Yeats Poem - Lake Isle of Innisfree

I will arise and go now, and go to Innisfree,
And a small cabin build there, of clay and wattles made:
Nine bean-rows will I have there, a hive for the honey-bee,
And live alone in the bee-loud glade.

And I shall have some peace there, for peace comes dropping slow,
Dropping from the veils of the morning to where the cricket sings;
There midnight’s all a glimmer, and noon a purple glow,
And evening full of the linnet’s wings.

I will arise and go now, for always night and day
I hear lake water lapping with low sounds by the shore;
While I stand on the roadway, or on the pavements grey,
I hear it in the deep heart’s core.

The Inspiration for the Poem

The Lake Isle of Innisfree was written in 1888, when Yeats was only 23 years old, and initially published in “The National Observer” newspaper in 1890. It was subsequently released in book form in The Countess Kathleen and Various Legends and Lyrics (1892).  The following year, 1893, it was included in The Rose collection.

The name ‘Innisfree’ is an anglicisation of the Irish term ‘Inis Fraoch’  which means “heather island”. Innisfree is to be found near the southern shore of Lough Gill, in County Sligo, Ireland. The poet craves to leave the fast-paced world behind and get back to a much simpler existence.

Yeats found the inspiration for the poem when he worked in Fleet Street. He reflects:

I had still the ambition, formed in Sligo in my teens, of living in imitation of Thoreau on Innisfree, a little island in Lough Gill, and when walking through Fleet Street, very home-sick, I heard a little tinkle of water and saw a fountain in a shop window which balanced a little ball upon its jet, and began to remember lake water. From the sudden remembrance came my poem, Innisfree, my first lyric with anything in its rhythm of my own music…..

It’s the only poem of mine which is very widely known.

When I was a young lad in the town of Sligo I read Thoreau’s essays and wanted to live in a hut on an island in Lough Gill called Innisfree, which means ‘Heather Island.’

I wrote the poem in London when I was about twenty-three. One day in The Strand I heard a little tinkle of water and saw in a shop window a little jet of water balancing a ball on the top. It was an advertisement, I think, for cooling drinks. But it set me thinking of Sligo and lake water.

I think there is only one obscurity in the poem. I speak of noon as a ’purple glow.’ I must have meant by that the reflection of heather in the water.

Sources: Irish Society, 10th February 1923; and speaking before a reading on 4th October 1932

Some Notes

‘Wattle’ is a composite building method used for making walls and buildings, in which a woven lattice of wooden strips called ‘wattle’ is daubed with a sticky substance, usually made of some form of wet soil.
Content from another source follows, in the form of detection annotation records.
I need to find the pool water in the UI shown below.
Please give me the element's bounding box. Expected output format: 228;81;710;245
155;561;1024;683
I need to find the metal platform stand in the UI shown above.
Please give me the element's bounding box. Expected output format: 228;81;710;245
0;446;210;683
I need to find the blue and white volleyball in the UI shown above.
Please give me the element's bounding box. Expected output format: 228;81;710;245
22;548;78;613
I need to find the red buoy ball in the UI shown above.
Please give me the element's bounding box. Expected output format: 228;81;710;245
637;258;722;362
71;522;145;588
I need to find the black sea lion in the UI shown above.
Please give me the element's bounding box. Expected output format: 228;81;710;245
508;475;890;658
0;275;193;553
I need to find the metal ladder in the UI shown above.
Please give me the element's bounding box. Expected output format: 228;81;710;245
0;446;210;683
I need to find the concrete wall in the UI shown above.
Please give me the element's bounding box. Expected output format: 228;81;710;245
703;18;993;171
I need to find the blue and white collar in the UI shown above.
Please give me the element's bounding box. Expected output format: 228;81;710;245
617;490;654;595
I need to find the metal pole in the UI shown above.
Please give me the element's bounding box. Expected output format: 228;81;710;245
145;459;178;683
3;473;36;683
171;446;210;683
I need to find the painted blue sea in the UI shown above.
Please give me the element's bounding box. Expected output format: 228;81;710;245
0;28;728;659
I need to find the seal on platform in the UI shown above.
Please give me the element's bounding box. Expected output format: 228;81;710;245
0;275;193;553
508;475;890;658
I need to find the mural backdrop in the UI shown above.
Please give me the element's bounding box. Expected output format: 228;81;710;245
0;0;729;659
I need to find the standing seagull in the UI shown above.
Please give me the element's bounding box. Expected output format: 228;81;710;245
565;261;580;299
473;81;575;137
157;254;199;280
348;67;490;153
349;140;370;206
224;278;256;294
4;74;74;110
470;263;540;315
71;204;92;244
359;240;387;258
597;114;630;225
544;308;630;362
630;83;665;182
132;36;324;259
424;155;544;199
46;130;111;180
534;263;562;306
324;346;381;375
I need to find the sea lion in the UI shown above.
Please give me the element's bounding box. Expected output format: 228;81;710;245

‘Common linnet’. The common linnet is a little bird belonging to the finch family, Fringillidae. The bird has a fondness for hemp seeds and flax seeds.  ‘Flax’ is the English name for the plant from which linen is made.

Reviews

“The Lake Island of Innisfree,” will some day, I trust, be known to all Irish children, well to Irish men and women.

Flag of Ireland – Saturday 3rd September 1892

Mr. William Butler Yeats was born in Dublin in 1866, but was educated at Sligo, where be spent the whole of his youth. Returning to Dublin on the attainment of manhood, he devoted himself to literature, and subsequently gravitated to London, where he has already won for himself a prominent place in the republio of letters. A number of volumes, dealing chiefly with Irish legendary lore, have been issued from his pen since 1888, in which year he first made his appearance as an author, with a volume entitled “Fairy and Folk Tales of the Irish Peasantry.”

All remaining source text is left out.